По моим наблюдениям для наших фашистов характерны такие черты как истеричность и сентиментальность, и в то же время - обострённое чувство долга. Для современных коммунистов – бюрократизм и осторожность. Для демократов – эгоизм и любовь к грязи. Сейчас передо мной фашисты, и что бы ни думал когда-то Акаёмов, называя меня бездарью, психологию свою, а значит и единомышленников, я знаю. Ударим по чувству долга:

- Сейчас на нас смотрит весь народ, мы контролируем этот исторический момент именно потому, что платим жизнью. От нашего решения зависит, подтолкнём ли целую страну к революции, к противостоянию захватчикам или она останется гнить на радость врагам. Помните, один писатель воспевал волю к жизни. Но воля к жизни есть у любого ничтожества – стремление жрать и размножаться, спрятавшись в своём углу, и сдохнуть – бесславно, бессмысленно, зато дряхлой развалиной. Но у нас есть воля к смерти! Мы способны убить и умереть во имя высших идеалов. И поэтому мы решаем судьбу страны. Мы своим подвигом выводим народ из-под контроля оккупантов, которые решили, что превратили всех в безропотное быдло! Помните, как князь Святослав сказал: «Станем крепко и не посрамим земли Русской!»

- О нас будут писать как о врагах государства и народа, - заметил Игорь.
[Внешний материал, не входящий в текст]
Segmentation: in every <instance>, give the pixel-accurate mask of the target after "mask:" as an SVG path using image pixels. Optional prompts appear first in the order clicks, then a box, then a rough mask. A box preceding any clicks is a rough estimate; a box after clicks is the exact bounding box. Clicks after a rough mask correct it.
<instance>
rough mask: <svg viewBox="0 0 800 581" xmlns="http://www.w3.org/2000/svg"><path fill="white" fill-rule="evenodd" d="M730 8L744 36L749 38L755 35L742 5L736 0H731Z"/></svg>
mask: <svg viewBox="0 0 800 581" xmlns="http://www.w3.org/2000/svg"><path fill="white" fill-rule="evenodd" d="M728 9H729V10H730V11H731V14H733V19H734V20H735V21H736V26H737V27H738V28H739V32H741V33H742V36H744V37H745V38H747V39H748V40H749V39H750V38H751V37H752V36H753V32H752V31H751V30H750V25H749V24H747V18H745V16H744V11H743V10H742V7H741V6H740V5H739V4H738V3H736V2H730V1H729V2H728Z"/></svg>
- Имеем ли мы право действовать от имени общества? Я ведь не могу устроить референдум по поводу того, быть или не быть в России базам НАТО. Остаётся только, глядя в глубину истории, сделать вывод – захватчиков из России всегда гнали. Значит, мы правы. Ведь так же, как я, поступили бы и мои предки.

- На воображение зрителей действуют не факты, а то, какими их представляют зрителям. - Игорь машет рукой и бухает в бокалы ещё по порции вискаря.

Я вспоминаю, как после школы с несколькими одноклассниками мы отправились прыгать с парашютом, прямоугольник люка, куда шагнул, сердце на миг остановилось, ветром резануло по глазам, а потом меня упруго вздернули вверх стропы и падение прервалось, медленно приближалась земля – рыжая, раскаленная степь. И тут же вспомнилась картинка, которую представил после одного рассказа об ассасинах, - как они шагали по приказу с башни, чтобы показать французскому полководцу свою решимость. Аллах Акбар и в Рай…

Я сунул руку в карман и достал значок с коловратом. И когда прикрепил его к уголку воротника, то понял, что наконец готов к последнему шагу. Достичь совершенства не означает – написать гениальную книгу или создать новую религию, основать город или открыть новую звезду. Достичь совершенства это - умереть в бою за свой народ.

- Надо что-то делать, - Игорь взволнован.

- Ты думаешь, мы способны им противостоять? Это не боевик. Мы пришли сюда умирать.

- Интересно, это русский спецназ или пиндосы? – Спрашивает Мёртвый Анархист.

- Не всё ли равно? – Огрызается Игорь. – Даже если русские, это псы режима.

- Мы не будем их убивать. – Говорю я. – Мы должны взорваться вместе с Базой. Пусть власть выглядит палачом, а народ опомнится.

- Валькирия приходит только за тем, кто умер с оружием в руках, - говорит Мёртвый Анархист.

- А что, язычник, твой пистолет не оружие? – Спрашиваю я. Со второго этажа спускаются Малышев и Левин...

Мы - уже люди истории. Я - человек истории. Пьяным блевавший над раковиной в офисе после встречи Нового года, бивший морды соседям по общаге, убогий экспедитор фирмы с зарплатой двенадцать тысяч. Всё равно я - человек истории, потому что вся эта картина будет залита моей кровью, когда погибну за нечто бесплотное, неосязаемое - фантом, миф, идею - стерильно-чистое, безупречное, совершенное. Сегодня миг очищения. Героическая смерть, как и гениальное творение, оправдывает всё.

Я прожил жизнь правильно – несмотря на сомнения, которые предавали. Мои комплексы стали брусками пластида. Мои страхи переплелись проводами «пояса шахида». Я не боюсь будущего – у меня нет будущего. Я не боюсь прошлого – оно станет прошлым героя. Я ни в чём ни оправдываюсь и не от чего не отрекаюсь. Я соединяю клеммы, стоя возле ящика с взрывчаткой. Погибнуть молодым, красиво и не зря – разве это не счастье? Для меня честь умереть за Россию. Моя жизнь ничтожна. Моя Родина бессмертна.